Thermodynamic and Kinetic Effects of Oxygen Removal on the Thermal Conductivity of Aluminum Nitride

High thermal conductivity, low dielectric constant, high electrical resistivity, low density, and a thermal expansion coefficient that matches well with that of silicon are the principal attributes of AIN that have attracted much attention over the past decade. It is also now well established that oxygen as an impurity lowers the thermal conductivity of AIN. Processing techniques have been developed which not only facilitate pressureless densification of AIN but also enhance its thermal conductivity. The present work explores the thermodynamics and the kinetics of oxygen removal and the resultant enhancement of thermal conductivity.
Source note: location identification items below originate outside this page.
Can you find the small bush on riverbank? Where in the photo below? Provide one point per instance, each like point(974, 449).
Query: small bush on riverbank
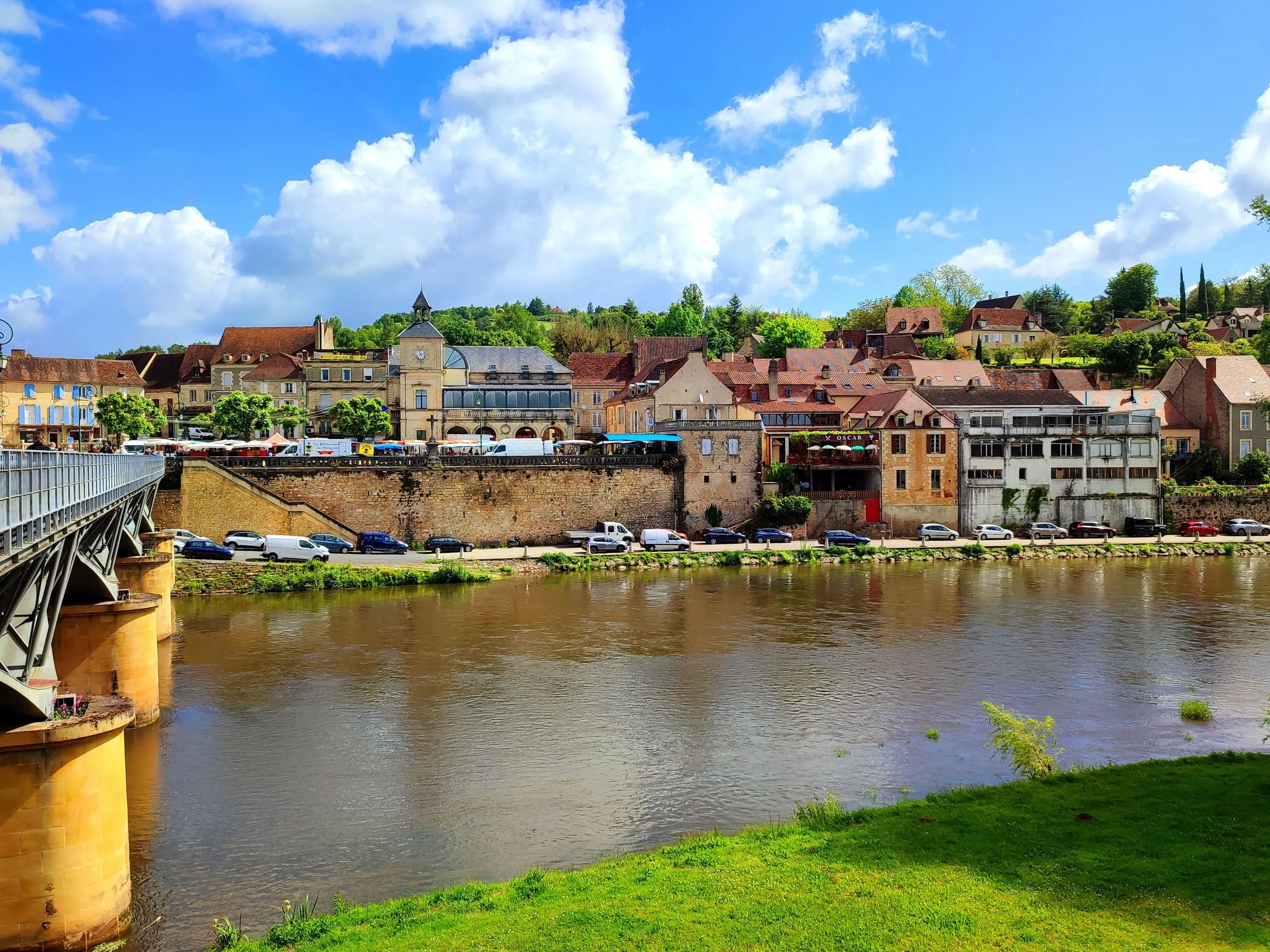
point(1173, 860)
point(1196, 711)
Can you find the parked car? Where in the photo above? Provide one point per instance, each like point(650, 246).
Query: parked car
point(333, 543)
point(1137, 526)
point(1043, 530)
point(294, 549)
point(605, 543)
point(1090, 529)
point(1196, 527)
point(380, 542)
point(1245, 527)
point(447, 543)
point(653, 540)
point(185, 536)
point(244, 538)
point(841, 537)
point(990, 531)
point(206, 549)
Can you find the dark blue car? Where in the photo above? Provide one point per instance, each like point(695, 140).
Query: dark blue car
point(841, 537)
point(206, 549)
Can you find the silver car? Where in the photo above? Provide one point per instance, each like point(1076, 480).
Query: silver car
point(990, 531)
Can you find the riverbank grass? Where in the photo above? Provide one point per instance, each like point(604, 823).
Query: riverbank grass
point(1167, 855)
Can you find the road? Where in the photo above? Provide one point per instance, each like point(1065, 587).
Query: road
point(502, 555)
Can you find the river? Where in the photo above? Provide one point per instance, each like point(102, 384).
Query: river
point(388, 743)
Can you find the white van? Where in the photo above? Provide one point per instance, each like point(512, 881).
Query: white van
point(294, 549)
point(522, 447)
point(653, 540)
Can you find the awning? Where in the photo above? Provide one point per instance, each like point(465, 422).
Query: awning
point(642, 438)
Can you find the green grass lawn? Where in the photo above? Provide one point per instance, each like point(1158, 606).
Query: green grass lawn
point(1171, 855)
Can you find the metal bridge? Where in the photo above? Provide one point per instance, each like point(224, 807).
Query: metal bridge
point(64, 521)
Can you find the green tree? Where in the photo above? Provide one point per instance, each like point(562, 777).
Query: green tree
point(241, 414)
point(789, 330)
point(1133, 290)
point(128, 414)
point(1123, 353)
point(361, 418)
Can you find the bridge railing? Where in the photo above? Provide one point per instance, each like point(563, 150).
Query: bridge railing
point(44, 492)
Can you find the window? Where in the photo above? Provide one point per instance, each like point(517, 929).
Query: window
point(1065, 448)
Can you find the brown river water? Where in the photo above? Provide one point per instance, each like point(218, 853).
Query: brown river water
point(389, 743)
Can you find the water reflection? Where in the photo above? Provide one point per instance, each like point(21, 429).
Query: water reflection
point(388, 743)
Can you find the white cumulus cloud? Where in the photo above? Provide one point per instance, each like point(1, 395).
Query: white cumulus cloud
point(535, 183)
point(827, 89)
point(373, 27)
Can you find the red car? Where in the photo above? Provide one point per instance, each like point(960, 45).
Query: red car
point(1196, 527)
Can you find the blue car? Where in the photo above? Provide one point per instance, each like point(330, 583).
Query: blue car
point(841, 537)
point(206, 549)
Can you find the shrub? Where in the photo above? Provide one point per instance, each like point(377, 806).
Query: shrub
point(1025, 743)
point(820, 815)
point(1196, 711)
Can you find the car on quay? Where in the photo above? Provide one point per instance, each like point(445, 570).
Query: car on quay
point(206, 549)
point(841, 537)
point(294, 549)
point(1043, 530)
point(244, 538)
point(1196, 527)
point(332, 542)
point(371, 542)
point(605, 543)
point(653, 540)
point(990, 531)
point(447, 543)
point(1245, 527)
point(1090, 529)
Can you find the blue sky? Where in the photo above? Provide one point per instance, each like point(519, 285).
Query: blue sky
point(802, 155)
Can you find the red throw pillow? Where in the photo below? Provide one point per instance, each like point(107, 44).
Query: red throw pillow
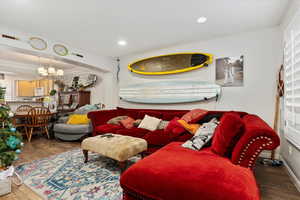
point(128, 122)
point(174, 127)
point(194, 115)
point(227, 134)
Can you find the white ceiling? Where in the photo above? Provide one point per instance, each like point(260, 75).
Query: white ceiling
point(96, 25)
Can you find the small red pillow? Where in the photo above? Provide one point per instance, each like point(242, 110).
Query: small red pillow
point(174, 127)
point(227, 134)
point(128, 122)
point(194, 115)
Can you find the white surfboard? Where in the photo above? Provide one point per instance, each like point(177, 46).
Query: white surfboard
point(169, 92)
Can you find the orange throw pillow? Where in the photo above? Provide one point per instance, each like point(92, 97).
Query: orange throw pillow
point(192, 128)
point(128, 122)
Polycrystalline AIN ceramics were fabricated with Y₂O₃, Dy₂O₃, Yb₂O₃, CaO, BaO, or MgO as additives. Samples were sinter/annealed at 1850°C for up to 1000 min. The AIN grain size of sintered samples ranged between 2 and 9 μm. The samples typically contained two or three phases with the predominant phase being AIN. Secondary phases in Y₂O₃-doped AIN consisted of yttrium aluminates which were along three grain junctions and along grain facets. The presence of Y₃Al₅O₁₂, YAIO₃, and Y₄Al₂O₉, as well as Y₂O₃, depending upon the Y₂O₃/Al₂O₃ ratio, was revealed by X-ray diffraction. Thermal conductivity increased with the amount of additive and annealing time. Thermal conductivity also depended on the type of additive. Samples with thermal conductivity up to 200 W/(m · K) were fabricated. The variation in thermal conductivity with the type and the amount of the additive is explained on the basis of the thermodynamics of oxygen removal. In particular, the higher thermal conductivity of CaO-doped, in comparison with MgO-doped, samples is rationalized on the basis that the free energy of formation, ΔG°, of CaAl₂O₄ is less than that of MgAl₂O₄. It is proposed that the higher the |ΔG°|, with ΔG° < 0, the higher is the resultant thermal conductivity. An increase in the thermal conductivity with annealing time is attributed to the kinetics of oxygen removal from AIN grains.